You're saying that if the other methods were given the equivalent amount of compute they might be able to perform as well as AlphaChip? Or at least that the comparison would be fairer?
Existing mixed-placement algorithms depend on hyperparameters, heuristics, and initial states / randomness. If afforded more compute resources, they can explore a much wider space and in theory come up with better solutions. Some algorithms like simulated annealing are easy to modify to exploit arbitrarily more compute resources. Indeed, I believe the comparison of AlphaChip to alternatives would be fairer if compute resources and allowed runtime were matched.
In fact, existing algorithms such as naive simulated annealing can be easily augmented with ML (e.g. using state embeddings to optimize hyperparameters for a given problem instance, or using a regression model to fine-tune proxy costs to better correlate with final QoR). Indeed, I strongly suspect commercial CAD software is already applying ML in many ways for mixed-placement and other CAD algorithms. The criticism against AlphaChip isn't about rejecting any application of ML to EDA CAD algorithms, but rather the particular formulation they used and objections to their reported results / comparisons.

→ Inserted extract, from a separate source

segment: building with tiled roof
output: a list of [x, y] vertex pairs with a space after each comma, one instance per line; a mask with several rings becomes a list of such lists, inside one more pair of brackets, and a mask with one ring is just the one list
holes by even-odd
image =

That sounds like future work for simulated annealing fans to engage in, quite honestly, rather than something that needs to be addressed immediately in a paper proposing an alternative method. The proposed method accomplished what it set out to do, surpassing current methods; others are free to explore different hyperparameters to surpass the quality again... This is, ultimately, why we build benchmark tasks: if you want to prove you know how to do it better, one is free to just go do it better instead of whining about what the competition did or didn't try on one's behalf.

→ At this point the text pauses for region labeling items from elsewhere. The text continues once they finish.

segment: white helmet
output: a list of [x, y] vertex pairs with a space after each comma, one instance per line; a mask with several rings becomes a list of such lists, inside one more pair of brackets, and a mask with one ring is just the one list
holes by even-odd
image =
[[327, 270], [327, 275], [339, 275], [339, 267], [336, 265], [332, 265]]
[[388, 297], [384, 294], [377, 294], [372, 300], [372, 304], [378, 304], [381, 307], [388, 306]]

Yes, they are. The other approaches usually look like simulated annealing, which has several hyperparameters that control how much computing is used and improve results with more compute usage.
I understand and have read the article. Running 80 experiments with a crude form of simulated annealing is at most 0.0000000001% of the effort that has been spent on making that kind of hill climb work well by traditional EDA vendors. That is also an in-sample comparison, where I would believe the Google thing pre-trained on Google chips would do well, while it might have a harder time with a chip designed by a third party (further from its pre-training).

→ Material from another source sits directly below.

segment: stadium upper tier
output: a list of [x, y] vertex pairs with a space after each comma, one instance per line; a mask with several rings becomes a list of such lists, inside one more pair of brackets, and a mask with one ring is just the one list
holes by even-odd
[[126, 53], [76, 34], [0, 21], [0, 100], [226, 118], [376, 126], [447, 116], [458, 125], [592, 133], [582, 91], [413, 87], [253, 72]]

The modern versions of that hill climb also use some RL (placing and routing chips is sort of like a game), but not in the way Jeff Dean wants it to be done.
The comparison in that paper was very much not fair to Google's method. Google's original published comparison to simulated annealing is not fair to simulated annealing methods. That is, unfortunately, part of the game of publication when you want to publish a marginal result.
It is possible that the pre-training step may overfit to a particular class of chips or may fail to converge given a general sample of chip designs. That would make the pre-training step unable to be used in the setting of a commercial EDA tool. The people who do know this are the people at EDA companies who are smart and not arrogant and who benchmarked this stuff before deciding not to adopt it.
If you want to make a good-faith assumption (that IMO is unwarranted given the rest of the paper), the people trying to replicate Google's paper may have done a pre-training step that failed to converge, and then didn't report it. That failure to converge could be due to ineptitude, but it could be due to data quality, too.
The Google internal paper by Chatterjee and the Cheng et al paper from UCSD made such comparisons with Simulated Annealing. The annealer in the Nature paper was easy to improve. When given the same time budget, the improved annealer produced better solutions than AlphaChip. When you give both more time, SA remains ahead. Just read published papers.
The UCSD paper didn't run the Nature method correctly, so I don't see how you can draw this conclusion.
From Jeff's tweet:
"In particular the authors did no pre-training (despite pre-training being mentioned 37 times in our Nature article), robbing our learning-based method of its ability to learn from other chip designs, then used 20X less compute and did not train to convergence, preventing our method from fully learning even on the chip design being placed."
As for Chatterjee's paper, "We provided the committee with one-line scripts that generated significantly better RL results than those reported in Markov et al., outperforming their “stronger” simulated annealing baseline. We still do not know how Markov and his collaborators produced the numbers in their paper."
Are the other methods scalable in that way?